Professor Oliver Brandmann, Professor of Movement Disorders Neurology at the University of Sheffield, added: “Following on from the promising results of our in vitro drug screen, we were keen to further investigate and confirm the potential of UDCA in vivo — in a living organism.” Because UDCA has already been in clinical use for decades, Professor Brandmann explained, advancement to clinical trials could be rapid.

Collaborators from the University of York demonstrated the beneficial effects of UDCA on Drosophila melanogaster, or fruit flies. In this study, all of the information previously mentioned comes together: in these flies, mitochondrial defects to the dopaminergic neurons caused by the LRRK2 mutation were monitored through a progressive loss in visual function. As expected, flies carrying the mutation maintained their visual response when fed with UDCA.
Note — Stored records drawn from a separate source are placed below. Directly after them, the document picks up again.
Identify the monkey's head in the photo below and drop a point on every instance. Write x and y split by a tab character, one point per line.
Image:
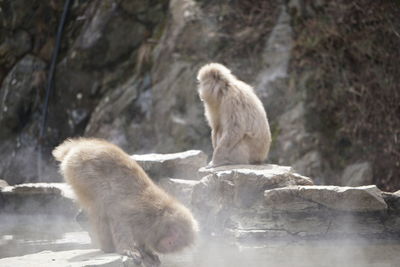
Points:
214	80
176	230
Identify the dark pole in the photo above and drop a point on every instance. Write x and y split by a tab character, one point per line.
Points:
50	85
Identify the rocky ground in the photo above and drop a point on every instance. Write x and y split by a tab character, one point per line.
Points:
245	204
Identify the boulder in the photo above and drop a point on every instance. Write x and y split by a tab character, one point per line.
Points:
230	191
357	174
183	165
250	181
38	198
70	258
354	199
182	189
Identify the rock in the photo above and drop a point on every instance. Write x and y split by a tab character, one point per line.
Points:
183	165
357	174
355	199
70	258
269	167
250	181
17	93
182	189
254	235
3	183
232	190
392	200
39	198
Dr. Elliott said, “The treatment of fruit flies carrying the faulty LRRK2 gene with UDCA showed a profound rescue of dopaminergic signaling. Feeding the flies with UDCA partway through their life slows the rate at which the fly brain then degenerates. Thus, mitochondrial rescue agents may be a promising novel strategy for disease-modifying therapy in LRRK2-related Parkinson’s.”

Dr Arthur Roach, Director of Research and Development at Parkinson’s UK, which part-funded the study, concluded: “This type of cutting-edge research is the best hope of finding better treatments for people with Parkinson’s in years, not decades.”

Feature Image Source: Grandmom’s Hands by Angie

Amit Kumar

Author Amit Kumar

Amit is currently a second-year Neuroscience undergraduate student at UCLA. He hopes to attend medical school and successfully become a neurosurgeon. When not engaged with school or pre-med activities, Amit enjoys watching football and basketball, eating burritos at Chipotle, and binge watching shows on Netflix.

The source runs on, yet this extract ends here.